– ¿Qué te propones hacer, Leo?
– Me voy.
– ¿Dónde?
– Siéntate.
Leo se sentó encima de la mesa. Una de sus manos estaba en el círculo luminoso proyectado por la lámpara, y Kira se fijó en lo blanca que era, con una red de venas azules que no parecían de sangre viva. Se quedó mirándole fijamente hasta que no se movió ni un solo dedo. Entonces se sentó, a su vez. Su rostro era inexpresivo; sus ojos se abrían desmesuradamente. Leo observó que sus pestañas estaban húmedas de lágrimas.

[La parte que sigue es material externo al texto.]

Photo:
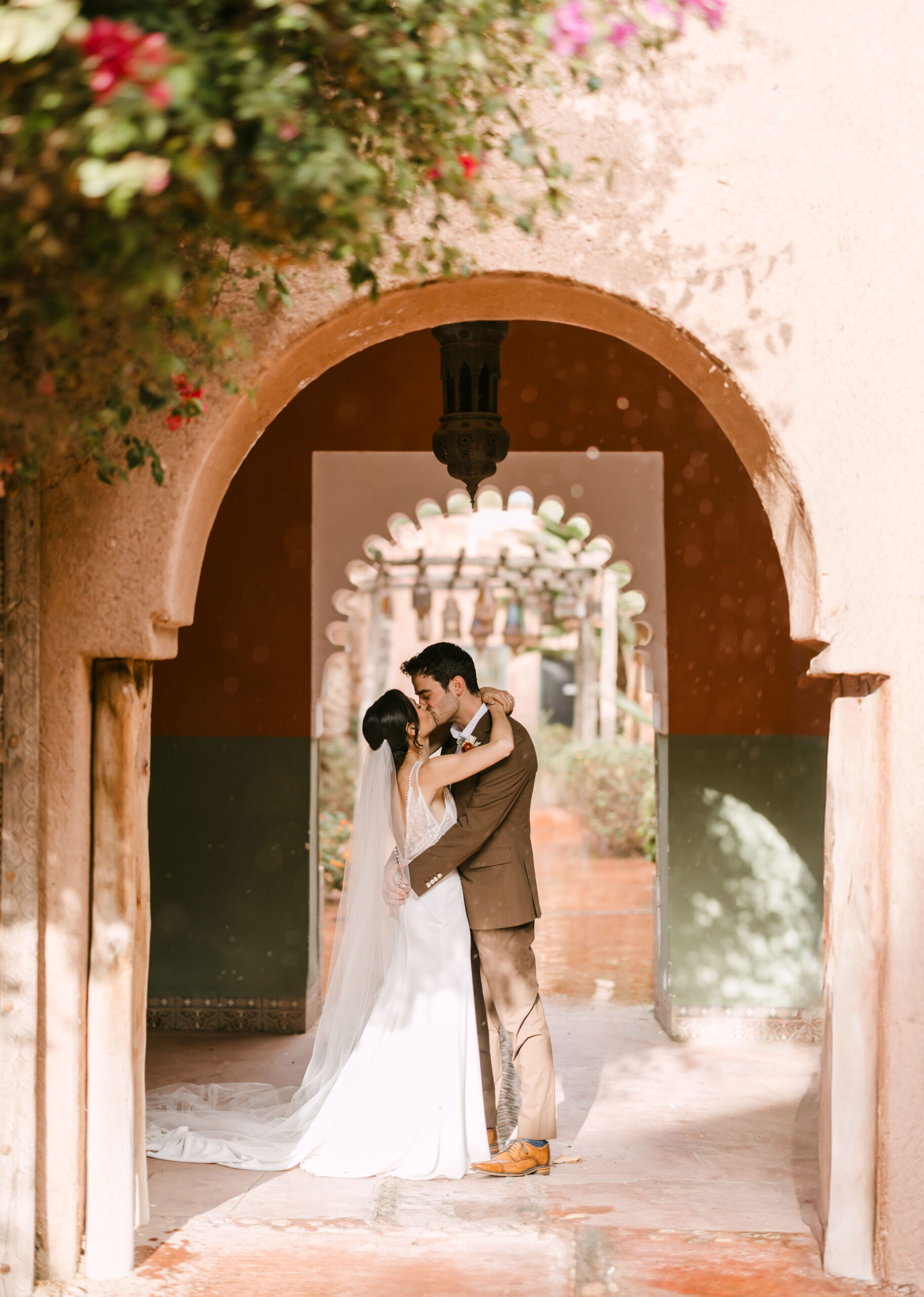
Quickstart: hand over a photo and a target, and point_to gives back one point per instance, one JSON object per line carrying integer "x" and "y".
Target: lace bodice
{"x": 422, "y": 828}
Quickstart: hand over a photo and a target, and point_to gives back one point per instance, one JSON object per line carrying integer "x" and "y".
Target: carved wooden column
{"x": 856, "y": 854}
{"x": 119, "y": 965}
{"x": 19, "y": 888}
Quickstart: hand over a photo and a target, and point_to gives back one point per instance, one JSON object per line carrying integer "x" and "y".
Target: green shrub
{"x": 336, "y": 790}
{"x": 334, "y": 832}
{"x": 611, "y": 786}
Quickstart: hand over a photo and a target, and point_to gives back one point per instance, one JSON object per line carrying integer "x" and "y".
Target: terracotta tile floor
{"x": 688, "y": 1177}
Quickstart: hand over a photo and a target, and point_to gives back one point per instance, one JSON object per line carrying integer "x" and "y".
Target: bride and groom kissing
{"x": 433, "y": 953}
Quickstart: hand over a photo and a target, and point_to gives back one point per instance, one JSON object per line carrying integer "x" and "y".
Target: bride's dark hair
{"x": 387, "y": 721}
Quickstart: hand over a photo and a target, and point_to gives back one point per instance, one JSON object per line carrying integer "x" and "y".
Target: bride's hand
{"x": 490, "y": 697}
{"x": 392, "y": 895}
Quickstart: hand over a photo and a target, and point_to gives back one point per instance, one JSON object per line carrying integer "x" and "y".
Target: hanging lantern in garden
{"x": 483, "y": 622}
{"x": 472, "y": 440}
{"x": 452, "y": 619}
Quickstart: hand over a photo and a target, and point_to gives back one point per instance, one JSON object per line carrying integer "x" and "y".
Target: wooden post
{"x": 116, "y": 1189}
{"x": 19, "y": 886}
{"x": 854, "y": 942}
{"x": 609, "y": 656}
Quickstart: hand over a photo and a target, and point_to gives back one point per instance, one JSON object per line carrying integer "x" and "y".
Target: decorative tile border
{"x": 283, "y": 1015}
{"x": 727, "y": 1025}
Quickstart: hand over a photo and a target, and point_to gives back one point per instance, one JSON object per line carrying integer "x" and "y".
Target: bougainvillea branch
{"x": 159, "y": 159}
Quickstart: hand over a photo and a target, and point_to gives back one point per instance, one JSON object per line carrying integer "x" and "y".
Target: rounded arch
{"x": 151, "y": 594}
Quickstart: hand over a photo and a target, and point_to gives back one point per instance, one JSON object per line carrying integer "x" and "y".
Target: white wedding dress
{"x": 395, "y": 1085}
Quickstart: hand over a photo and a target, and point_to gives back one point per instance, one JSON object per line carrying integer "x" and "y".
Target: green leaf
{"x": 151, "y": 400}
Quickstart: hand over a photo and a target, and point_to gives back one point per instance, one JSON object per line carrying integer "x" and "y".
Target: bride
{"x": 394, "y": 1086}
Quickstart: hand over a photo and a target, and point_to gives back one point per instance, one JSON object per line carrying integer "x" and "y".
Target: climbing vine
{"x": 164, "y": 164}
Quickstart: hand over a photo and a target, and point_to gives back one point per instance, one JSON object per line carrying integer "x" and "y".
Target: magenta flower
{"x": 119, "y": 52}
{"x": 621, "y": 34}
{"x": 571, "y": 33}
{"x": 713, "y": 11}
{"x": 662, "y": 15}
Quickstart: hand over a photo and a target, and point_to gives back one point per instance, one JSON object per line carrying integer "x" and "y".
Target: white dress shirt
{"x": 464, "y": 736}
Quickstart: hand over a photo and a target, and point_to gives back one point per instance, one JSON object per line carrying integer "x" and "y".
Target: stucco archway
{"x": 163, "y": 580}
{"x": 121, "y": 568}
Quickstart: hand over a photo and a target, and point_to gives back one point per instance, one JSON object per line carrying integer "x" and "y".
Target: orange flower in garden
{"x": 191, "y": 402}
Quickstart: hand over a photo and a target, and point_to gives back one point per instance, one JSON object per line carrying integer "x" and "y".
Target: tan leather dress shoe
{"x": 520, "y": 1159}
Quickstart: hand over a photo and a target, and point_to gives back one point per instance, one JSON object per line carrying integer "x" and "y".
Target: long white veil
{"x": 259, "y": 1126}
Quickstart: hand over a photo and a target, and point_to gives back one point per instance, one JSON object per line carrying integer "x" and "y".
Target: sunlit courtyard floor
{"x": 691, "y": 1163}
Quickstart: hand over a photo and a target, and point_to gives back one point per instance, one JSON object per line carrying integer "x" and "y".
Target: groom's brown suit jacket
{"x": 491, "y": 845}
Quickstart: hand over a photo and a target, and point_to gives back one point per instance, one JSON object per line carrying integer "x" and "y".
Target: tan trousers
{"x": 511, "y": 997}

– El ciudadano Morozov -dijo Leo- se marcha de la ciudad.
– ¿Y qué?
– Ha dejado a Tonia… no quiere relaciones que puedan parecer sospechosas; pero ha dado una suma de dinero respetable. ¡Una verdadera fortuna! Tonia se va al Cáucaso a pasar una temporada de descanso, y me ha rogado que la acompañara. Yo he aceptado. ¡Leo Kovalensky, el gigoló número uno de la U. R. S. S.!
– ¡Leo!
En los ojos de Kira, que se había puesto súbitamente en pie, se veía una expresión de verdadero horror, una expresión tan cruda y dolorosa que Leo abrió la boca, pero no logró reír.
– ¡Eso no, Leo!
– Sí; ya sé que es una vieja zorra y que huele mal; tu opinión no será peor que la mía. Sin embargo, he aceptado.
Y notando en Kira una desusada agitación, añadió:
– Supongo que no vas a desmayarte, ¿verdad?
– No, no; me encuentro perfectamente -repuso ella, sobreponiéndose.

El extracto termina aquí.